Another option is Tall Ships (old wooden sailing ships). Not really an in for the maritime industry but it’s a good time. I’ll tell you up front, the money is absolute shit. But if that’s not a concern most of the jobs are live aboard and food is paid for. You don’t work on those ships for the money though, you do it because you love being on these old ships. A good place to start looking is the American Sail Training Association’s Billet Bank. I worked on them for several years before I started going to Cal Maritime. In fact that’s what steered me away from being a combat engineer in the marines into this industry (a wise decision in hindsight). I’ve also made some of my best friends on these ships, tall ship sailors are about as good a people you can ever meet, hard working, honest, and not a greedy bone in their body (can’t with that job). Good luck with your search!

CMA_DECKY: That all sounds very good, but where exactly would I have to go?

Wherever the boat is currently at. In the spring there will be a lot of posts for crew to move the boats. A lot of them winter down south (keys, etc.). Just keep checking the ASTA Billet Bank.

I started out working on smaller sail training vessels and now I’m at a Maritime Academy (which you could complete in 2 years considering you have a bachelors already). The pay is pretty pathetic (but their mostly non-profits) but it is a riot, so much fun. The people you meet have to be one of the best parts.

Most tall ships operate on either coast or the great lakes. Most stay in one area for the whole season, most do multi-day living history or science trips with childeren from 13-18. If you click that link you can call the offices of the ships and figure out where they operate.

[quote=c.captain;7974]being where you are check out Louisiana Technical College Young Memorial Campus in Morgan City

getting entry level training there might be what you will need to get a company to say OK[/quote]

I went to the Memorial Campus for safety training that was required by Transocean. They also have a fun (and no i’m not sarcastic) HUET class or Helicopter Underwater Egress Training class.
So if you do want to go Oil & gas realize you probably will have to be dunked underwater in a helicopter replica and spun around a few times and be able to escape.
Also they have your basic STCW courses that you need.
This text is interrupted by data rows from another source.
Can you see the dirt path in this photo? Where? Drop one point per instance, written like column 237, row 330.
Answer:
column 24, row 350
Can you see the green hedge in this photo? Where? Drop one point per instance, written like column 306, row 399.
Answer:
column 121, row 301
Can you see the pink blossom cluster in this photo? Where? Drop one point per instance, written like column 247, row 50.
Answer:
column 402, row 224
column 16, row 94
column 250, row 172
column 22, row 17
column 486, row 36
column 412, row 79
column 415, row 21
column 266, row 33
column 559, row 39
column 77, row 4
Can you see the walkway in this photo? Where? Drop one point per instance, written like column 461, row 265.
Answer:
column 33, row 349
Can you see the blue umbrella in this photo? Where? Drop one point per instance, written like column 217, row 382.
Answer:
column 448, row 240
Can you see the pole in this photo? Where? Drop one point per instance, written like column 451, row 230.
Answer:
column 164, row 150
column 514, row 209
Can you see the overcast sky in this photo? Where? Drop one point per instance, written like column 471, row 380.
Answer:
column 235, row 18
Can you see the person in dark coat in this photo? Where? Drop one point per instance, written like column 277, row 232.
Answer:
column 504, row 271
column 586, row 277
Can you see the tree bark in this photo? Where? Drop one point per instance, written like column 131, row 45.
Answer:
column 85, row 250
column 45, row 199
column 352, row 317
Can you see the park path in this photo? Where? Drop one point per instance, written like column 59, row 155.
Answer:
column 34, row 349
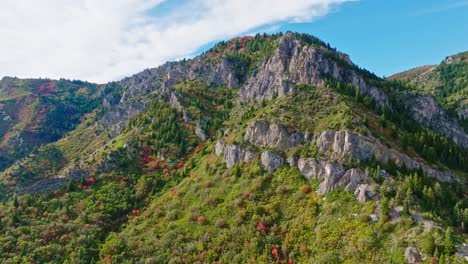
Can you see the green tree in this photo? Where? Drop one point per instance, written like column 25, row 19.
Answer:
column 406, row 203
column 15, row 201
column 428, row 244
column 449, row 246
column 384, row 210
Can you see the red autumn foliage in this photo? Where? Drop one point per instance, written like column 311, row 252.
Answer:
column 90, row 181
column 261, row 227
column 198, row 148
column 245, row 38
column 46, row 88
column 275, row 253
column 180, row 165
column 48, row 236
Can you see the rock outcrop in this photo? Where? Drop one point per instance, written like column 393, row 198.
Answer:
column 271, row 161
column 294, row 63
column 174, row 102
column 46, row 185
column 319, row 169
column 263, row 134
column 334, row 175
column 342, row 144
column 364, row 192
column 412, row 255
column 233, row 154
column 426, row 111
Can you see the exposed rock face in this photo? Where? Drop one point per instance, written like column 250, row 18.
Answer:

[quote=argo;8218]I went to the Memorial Campus for safety training that was required by Transocean. They also have a fun (and no i’m not sarcastic) HUET class or Helicopter Underwater Egress Training class.
Yes, I have heard about the water safety session. A lot of guy friends I knew went through it. Some enjoyed it, others were terrified by it. LOL

Were you originally from La. or a transplant that came out here & received the credentials you needed?